83. Seven-ish Flavors of Curiosity From My Culture
(Epistemic status: Totally a dispatch from a version of Earth in a nearby Everett branch that diverged a few thousand years ago, tops. Totally.)
While thinking it over, I realized that not only does my culture and its [counterhistory] which I'm not from have a handful of emotions that this Earth's societies largely lack, but we also divide up basic emotions somewhat differently. In contrast to the classic four-way distinction of Happiness, Anger, Fear, and Sadness, my culture does it a little differently. I'll say more about this in a later post, but where this Earth mostly classes emotions by only valence (positive/pleasant vs negative/unpleasant) and arousal (high vs low energy), my culture recognizes a third major category of classification - temporality. There are thus several schools of thought as to how many major classes of emotion there are, but the least contentious is six, with a common classification having eight and some recognizing up to twelve, depending on temporal and valence classifications. "The human is a complicated time-binding animal", as the proverb goes.

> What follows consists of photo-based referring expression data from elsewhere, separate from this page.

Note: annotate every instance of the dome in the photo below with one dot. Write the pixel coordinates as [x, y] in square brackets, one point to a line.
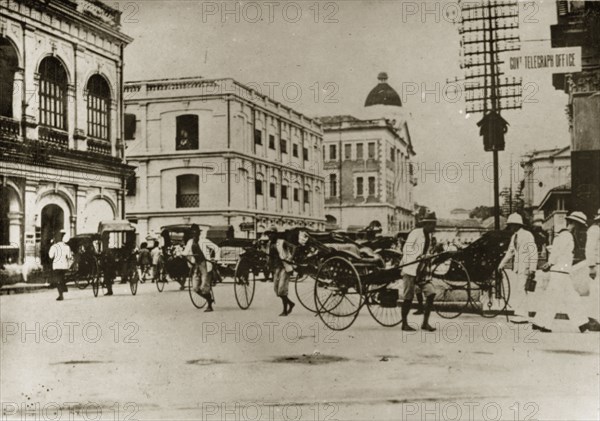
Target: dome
[383, 94]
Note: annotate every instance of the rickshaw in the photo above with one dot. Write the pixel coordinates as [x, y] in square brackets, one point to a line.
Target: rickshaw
[86, 268]
[174, 264]
[117, 256]
[467, 278]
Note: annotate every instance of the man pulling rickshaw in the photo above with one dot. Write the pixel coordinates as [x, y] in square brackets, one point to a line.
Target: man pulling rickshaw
[199, 270]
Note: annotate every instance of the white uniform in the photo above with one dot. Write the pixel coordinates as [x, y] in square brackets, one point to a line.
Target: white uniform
[414, 248]
[592, 257]
[592, 246]
[522, 250]
[560, 296]
[61, 256]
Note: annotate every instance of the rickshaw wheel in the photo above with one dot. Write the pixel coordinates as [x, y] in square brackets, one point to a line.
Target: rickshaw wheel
[490, 305]
[453, 296]
[338, 293]
[244, 283]
[305, 291]
[382, 303]
[90, 275]
[197, 300]
[160, 276]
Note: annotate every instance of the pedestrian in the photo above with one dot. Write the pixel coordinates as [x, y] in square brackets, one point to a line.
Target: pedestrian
[560, 300]
[592, 247]
[61, 257]
[416, 247]
[197, 262]
[156, 255]
[541, 238]
[279, 263]
[144, 261]
[592, 256]
[523, 253]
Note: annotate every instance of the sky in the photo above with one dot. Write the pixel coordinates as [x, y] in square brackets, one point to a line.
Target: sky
[322, 58]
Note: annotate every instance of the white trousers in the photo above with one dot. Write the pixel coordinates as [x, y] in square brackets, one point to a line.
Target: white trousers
[521, 302]
[559, 297]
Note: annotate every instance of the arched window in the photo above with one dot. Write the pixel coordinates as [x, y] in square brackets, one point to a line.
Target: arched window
[8, 65]
[53, 94]
[188, 191]
[187, 132]
[98, 104]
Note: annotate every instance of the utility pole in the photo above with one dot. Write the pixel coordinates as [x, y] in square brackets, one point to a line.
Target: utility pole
[486, 29]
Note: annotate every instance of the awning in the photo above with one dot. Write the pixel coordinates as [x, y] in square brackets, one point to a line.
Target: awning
[218, 233]
[116, 225]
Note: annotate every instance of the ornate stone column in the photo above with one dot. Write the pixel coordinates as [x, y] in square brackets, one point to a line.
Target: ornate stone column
[71, 106]
[18, 87]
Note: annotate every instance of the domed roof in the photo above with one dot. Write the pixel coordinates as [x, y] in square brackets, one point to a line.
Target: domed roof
[383, 94]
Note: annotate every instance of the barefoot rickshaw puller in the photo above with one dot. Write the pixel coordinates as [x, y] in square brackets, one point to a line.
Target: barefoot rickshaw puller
[197, 261]
[418, 245]
[280, 256]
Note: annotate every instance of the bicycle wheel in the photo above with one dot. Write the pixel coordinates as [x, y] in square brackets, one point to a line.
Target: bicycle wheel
[197, 300]
[338, 293]
[453, 282]
[161, 276]
[382, 303]
[494, 295]
[305, 291]
[244, 283]
[82, 282]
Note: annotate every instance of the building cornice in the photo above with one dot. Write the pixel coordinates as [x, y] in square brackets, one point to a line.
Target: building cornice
[220, 211]
[77, 11]
[216, 88]
[222, 154]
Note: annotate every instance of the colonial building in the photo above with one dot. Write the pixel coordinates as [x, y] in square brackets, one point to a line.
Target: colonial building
[61, 154]
[543, 170]
[368, 165]
[215, 152]
[546, 186]
[578, 24]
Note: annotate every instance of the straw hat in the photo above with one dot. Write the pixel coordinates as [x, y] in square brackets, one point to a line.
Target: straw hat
[578, 217]
[515, 219]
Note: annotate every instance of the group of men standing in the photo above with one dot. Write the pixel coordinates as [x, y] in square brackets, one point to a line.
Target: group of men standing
[559, 300]
[541, 306]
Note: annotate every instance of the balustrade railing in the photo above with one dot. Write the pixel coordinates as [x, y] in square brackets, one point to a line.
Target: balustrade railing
[9, 127]
[54, 137]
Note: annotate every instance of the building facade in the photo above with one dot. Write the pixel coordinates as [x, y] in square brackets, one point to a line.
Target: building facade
[578, 24]
[61, 150]
[368, 166]
[216, 153]
[543, 170]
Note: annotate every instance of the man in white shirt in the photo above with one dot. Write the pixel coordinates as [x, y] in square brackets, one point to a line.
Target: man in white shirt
[417, 245]
[198, 264]
[592, 247]
[523, 252]
[560, 300]
[60, 254]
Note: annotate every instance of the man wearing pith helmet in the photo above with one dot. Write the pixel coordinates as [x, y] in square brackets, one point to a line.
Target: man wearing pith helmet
[523, 253]
[418, 245]
[592, 247]
[560, 300]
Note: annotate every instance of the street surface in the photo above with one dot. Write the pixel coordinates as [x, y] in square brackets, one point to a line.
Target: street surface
[154, 356]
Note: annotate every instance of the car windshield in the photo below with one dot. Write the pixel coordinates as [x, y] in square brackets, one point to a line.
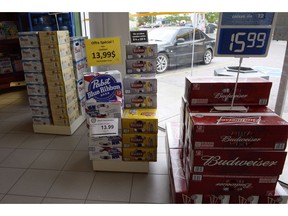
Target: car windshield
[161, 34]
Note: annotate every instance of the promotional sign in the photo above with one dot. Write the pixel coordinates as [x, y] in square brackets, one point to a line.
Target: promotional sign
[103, 51]
[244, 34]
[139, 36]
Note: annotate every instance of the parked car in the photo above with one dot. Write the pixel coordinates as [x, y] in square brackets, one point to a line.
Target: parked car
[175, 45]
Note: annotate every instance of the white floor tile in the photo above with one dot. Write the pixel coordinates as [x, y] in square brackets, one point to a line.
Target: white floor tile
[160, 166]
[51, 159]
[79, 161]
[150, 188]
[37, 141]
[111, 186]
[73, 185]
[15, 199]
[12, 140]
[64, 142]
[9, 177]
[21, 158]
[4, 153]
[34, 183]
[62, 201]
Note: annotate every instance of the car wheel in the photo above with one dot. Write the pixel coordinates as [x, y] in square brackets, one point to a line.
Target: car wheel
[162, 63]
[207, 58]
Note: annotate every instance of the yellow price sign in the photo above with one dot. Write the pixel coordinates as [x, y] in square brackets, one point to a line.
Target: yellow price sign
[103, 51]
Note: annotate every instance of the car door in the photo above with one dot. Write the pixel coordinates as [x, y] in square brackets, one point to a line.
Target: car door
[183, 46]
[199, 46]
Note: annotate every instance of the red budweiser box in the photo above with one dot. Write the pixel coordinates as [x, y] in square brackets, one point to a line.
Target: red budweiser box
[265, 131]
[231, 184]
[235, 162]
[209, 91]
[180, 193]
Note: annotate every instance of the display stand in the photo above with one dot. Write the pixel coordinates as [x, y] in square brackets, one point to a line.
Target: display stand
[121, 166]
[61, 130]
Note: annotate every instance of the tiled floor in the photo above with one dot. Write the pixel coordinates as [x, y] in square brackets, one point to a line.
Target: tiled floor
[47, 168]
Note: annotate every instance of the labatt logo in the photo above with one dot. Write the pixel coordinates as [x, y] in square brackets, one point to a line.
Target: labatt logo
[103, 88]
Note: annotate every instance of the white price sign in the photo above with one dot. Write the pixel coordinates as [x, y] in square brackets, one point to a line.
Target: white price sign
[104, 126]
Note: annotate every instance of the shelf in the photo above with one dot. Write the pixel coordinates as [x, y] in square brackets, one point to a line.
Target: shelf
[60, 130]
[120, 166]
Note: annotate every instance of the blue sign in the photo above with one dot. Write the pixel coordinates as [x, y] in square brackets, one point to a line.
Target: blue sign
[244, 34]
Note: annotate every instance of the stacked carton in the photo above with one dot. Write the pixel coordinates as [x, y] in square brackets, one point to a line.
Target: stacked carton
[139, 121]
[104, 99]
[59, 72]
[32, 61]
[80, 66]
[227, 154]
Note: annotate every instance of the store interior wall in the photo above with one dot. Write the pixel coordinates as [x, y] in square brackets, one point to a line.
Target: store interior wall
[110, 25]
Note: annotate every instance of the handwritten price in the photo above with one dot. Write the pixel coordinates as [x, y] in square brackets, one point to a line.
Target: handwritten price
[103, 55]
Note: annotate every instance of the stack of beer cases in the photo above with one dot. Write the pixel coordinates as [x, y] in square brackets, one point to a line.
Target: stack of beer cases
[228, 154]
[35, 78]
[104, 101]
[80, 66]
[58, 68]
[139, 120]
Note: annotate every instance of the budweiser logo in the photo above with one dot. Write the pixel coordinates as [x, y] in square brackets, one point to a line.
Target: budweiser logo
[235, 185]
[240, 139]
[218, 161]
[239, 120]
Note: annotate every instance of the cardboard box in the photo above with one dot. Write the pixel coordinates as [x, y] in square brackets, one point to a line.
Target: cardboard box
[34, 78]
[32, 66]
[140, 51]
[140, 140]
[36, 89]
[139, 121]
[140, 85]
[41, 120]
[103, 86]
[28, 39]
[60, 76]
[39, 100]
[65, 120]
[140, 101]
[141, 66]
[139, 154]
[31, 53]
[55, 50]
[246, 162]
[105, 153]
[104, 109]
[80, 67]
[57, 63]
[210, 91]
[54, 37]
[5, 66]
[266, 131]
[40, 111]
[62, 87]
[105, 141]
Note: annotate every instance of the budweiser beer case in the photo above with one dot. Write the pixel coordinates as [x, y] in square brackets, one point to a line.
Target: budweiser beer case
[248, 195]
[213, 161]
[251, 130]
[209, 91]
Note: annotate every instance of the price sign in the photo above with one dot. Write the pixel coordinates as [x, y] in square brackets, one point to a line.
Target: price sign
[104, 126]
[103, 51]
[244, 34]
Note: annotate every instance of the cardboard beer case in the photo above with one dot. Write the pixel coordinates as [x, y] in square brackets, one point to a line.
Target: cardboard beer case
[250, 130]
[209, 91]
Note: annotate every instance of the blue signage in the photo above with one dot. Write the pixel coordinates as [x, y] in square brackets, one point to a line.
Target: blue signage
[244, 34]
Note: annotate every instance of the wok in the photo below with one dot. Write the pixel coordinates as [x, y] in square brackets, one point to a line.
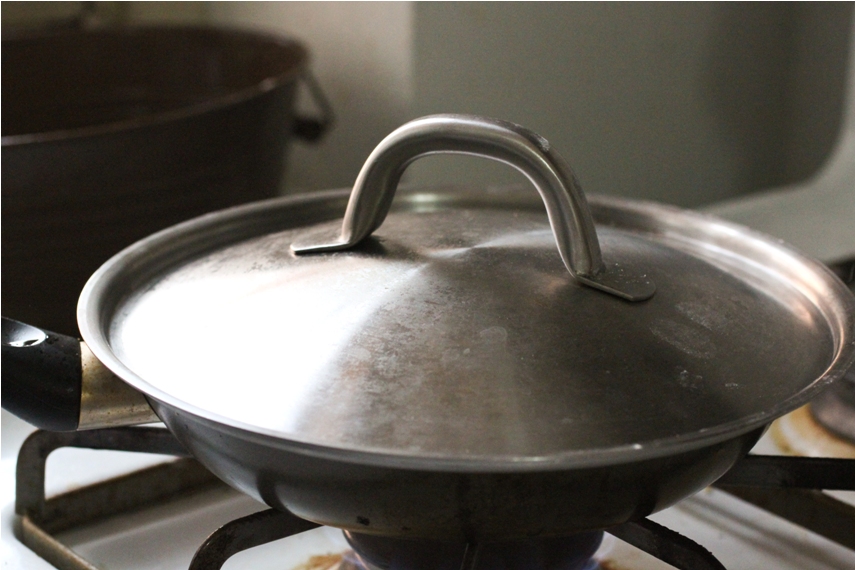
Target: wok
[449, 377]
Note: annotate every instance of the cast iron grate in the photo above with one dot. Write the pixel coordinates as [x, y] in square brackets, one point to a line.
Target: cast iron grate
[786, 486]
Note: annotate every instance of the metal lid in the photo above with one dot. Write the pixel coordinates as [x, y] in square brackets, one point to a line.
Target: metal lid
[458, 330]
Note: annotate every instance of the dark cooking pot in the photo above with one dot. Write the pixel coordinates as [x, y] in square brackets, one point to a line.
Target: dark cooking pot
[452, 376]
[111, 135]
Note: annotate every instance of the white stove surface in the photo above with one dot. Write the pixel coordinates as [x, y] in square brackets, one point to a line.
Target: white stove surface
[741, 536]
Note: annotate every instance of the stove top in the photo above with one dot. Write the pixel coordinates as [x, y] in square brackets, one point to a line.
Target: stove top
[738, 534]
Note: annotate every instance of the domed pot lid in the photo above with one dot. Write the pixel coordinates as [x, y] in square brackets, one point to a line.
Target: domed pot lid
[475, 327]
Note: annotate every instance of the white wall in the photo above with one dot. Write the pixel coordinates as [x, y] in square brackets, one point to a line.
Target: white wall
[687, 103]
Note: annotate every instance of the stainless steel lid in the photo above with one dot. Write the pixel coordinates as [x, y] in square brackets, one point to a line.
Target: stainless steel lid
[458, 329]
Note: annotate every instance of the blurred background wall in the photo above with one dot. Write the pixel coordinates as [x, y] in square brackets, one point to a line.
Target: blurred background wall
[684, 103]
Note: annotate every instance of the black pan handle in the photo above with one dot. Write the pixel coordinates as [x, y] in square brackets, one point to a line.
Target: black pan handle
[311, 129]
[42, 376]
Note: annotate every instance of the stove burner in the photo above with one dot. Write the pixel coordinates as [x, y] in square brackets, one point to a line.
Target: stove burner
[783, 485]
[834, 409]
[554, 553]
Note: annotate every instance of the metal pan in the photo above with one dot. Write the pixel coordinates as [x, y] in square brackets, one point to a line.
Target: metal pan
[437, 368]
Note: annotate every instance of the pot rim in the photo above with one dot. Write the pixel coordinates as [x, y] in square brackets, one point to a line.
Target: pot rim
[191, 111]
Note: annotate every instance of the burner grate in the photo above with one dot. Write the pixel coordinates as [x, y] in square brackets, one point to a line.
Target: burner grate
[785, 486]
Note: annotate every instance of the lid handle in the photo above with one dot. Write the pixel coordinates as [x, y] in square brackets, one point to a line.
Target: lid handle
[505, 142]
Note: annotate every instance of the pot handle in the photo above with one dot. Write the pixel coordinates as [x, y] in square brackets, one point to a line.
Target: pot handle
[505, 142]
[54, 382]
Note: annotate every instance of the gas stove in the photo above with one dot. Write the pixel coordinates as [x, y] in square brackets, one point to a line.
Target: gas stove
[174, 507]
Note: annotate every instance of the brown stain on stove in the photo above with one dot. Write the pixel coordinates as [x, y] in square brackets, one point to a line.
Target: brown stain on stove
[798, 433]
[609, 565]
[324, 562]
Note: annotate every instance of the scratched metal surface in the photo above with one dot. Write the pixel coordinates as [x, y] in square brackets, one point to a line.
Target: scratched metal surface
[458, 333]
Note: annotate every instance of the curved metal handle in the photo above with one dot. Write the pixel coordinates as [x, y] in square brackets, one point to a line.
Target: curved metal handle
[505, 142]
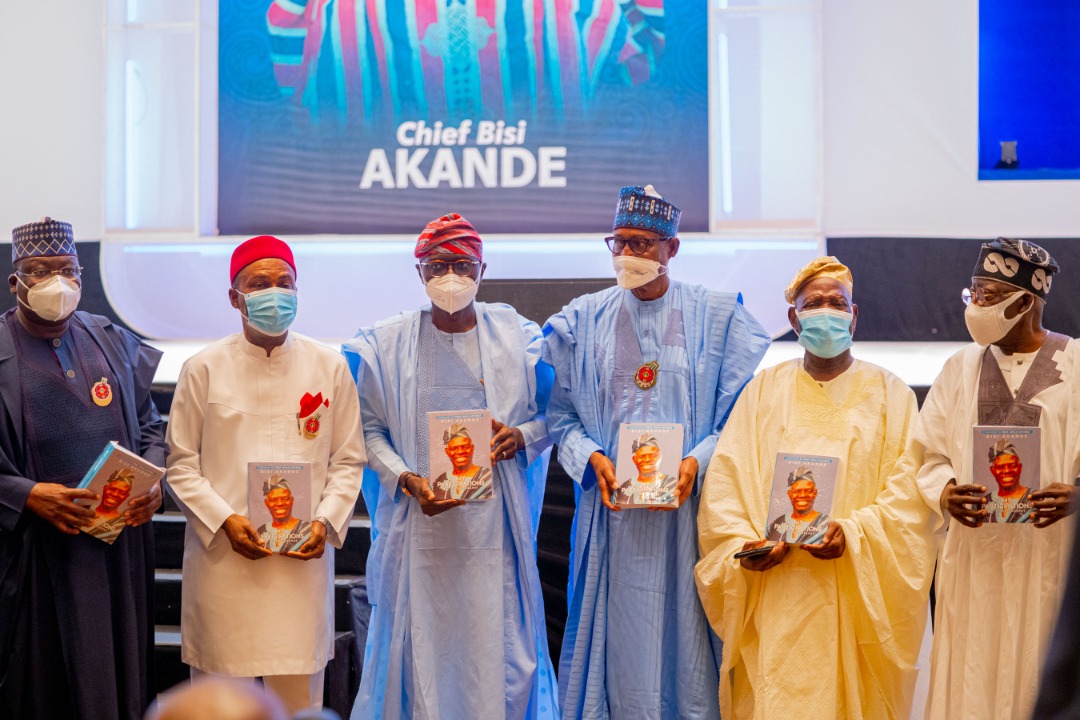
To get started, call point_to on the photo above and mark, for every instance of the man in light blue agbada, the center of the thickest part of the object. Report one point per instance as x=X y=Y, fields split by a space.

The class of emotions which are future-oriented, relatively low-arousal, and varied in valence, we call Curiosity; we may distinguish it from future-oriented, relatively high-arousal, and varied-valence emotions, which we call Futurity or just Nerves. Within that category, we recognize seven major secondary emotions, as I describe below; we consider them every bit as importantly different from each other as you consider resentment different from rage.
1. [Checking-it-out], also called [poking-your-snout-in]. This is the one that most closely matches local conceptions of curiosity. The feeling you get when you spot an open door that's usually locked; the feeling you might get when contemplating infrastructure usually hidden from view; the impulse to look over someone's shoulder at the book they're reading or the website on their screen.
2. [Limerent-interest], or [falling-in-love-with-the-world]. This is the feeling you might get when starting to develop a new [special-interest]. You want to dive right into this new topic, to learn all you can about it as quickly as possible. You need to know more of it, and ideally as soon as possible. You want to shove your face in it and roll around in it and make it a part of you.
3. [Catching-the-scent] or [digging-up-treasure]. This one rightly belongs in a project's maturity, or towards the point where it begins to bear fruit. You're finally on to something, and you know it, and you need to know more about the way it works or might work so that you can do it better. There is the promise of some kind of gain there - a research result, or an optimized speedrun, or a major profit, or a successfully built [artifact].
4. [Morbid-fascination]. This one is a little weirder. There's something kind of awful - scary or violent or hazardous or disgusting or unfitting - and you can't quite stop yourself from wanting to find out more about it. Maybe you're doing it to try to avoid or defend against it, or maybe you have some kind of interest in it that you can't put a finger on. This one is closely associated with infohazards, and is thus something you're taught to look out for for safety purposes while still in primary school.
5. [Do-or-die]. This one only ever comes out in high-pressure situations - a calm sense that you need to know more about an imminent problem you're facing in order to have any chance of surviving it, or of seeing something through. Something you might feel as a plane begins to nosedive, or as you start rapidly drawing up plans for an evacuation.
6. [Workself-ingestion]. A drab, functional sort of emotion; the strong sense that you don't understand something well enough to serve a promised function within a larger system. You have documentation to read, or surveys to conduct, or mandatory training to do. You may not be especially happy about it or have any particular love for the topic, but it's the proper and expected thing to do to go learn more, and you do still want to know about it.
7. [Trailrunning]. Maybe closer to curiosity about your own past. You have a craving to refresh your memories of something that you once knew far better. You still have all the intuitions laid down, so it's more like loping along a trail than hacking your way through brush, more like strolling than exploring, but you've forgotten some of what you once knew and maybe even feel a little bit bad about that.
Hopefully it's clear that emotion is fractal and heavily culture-dependent. There are cultures that valorize displays of anger, and others that forbid it. There are cultures where grieving is exepcted to be done only in private, and others where it must be done publicly, and yet others where public displays of laughter and good cheer are expected. It should thus be no surprise that yet another human-comprehensible culture has a different classification for emotions, emphasizing some feelings and overly simplifying others.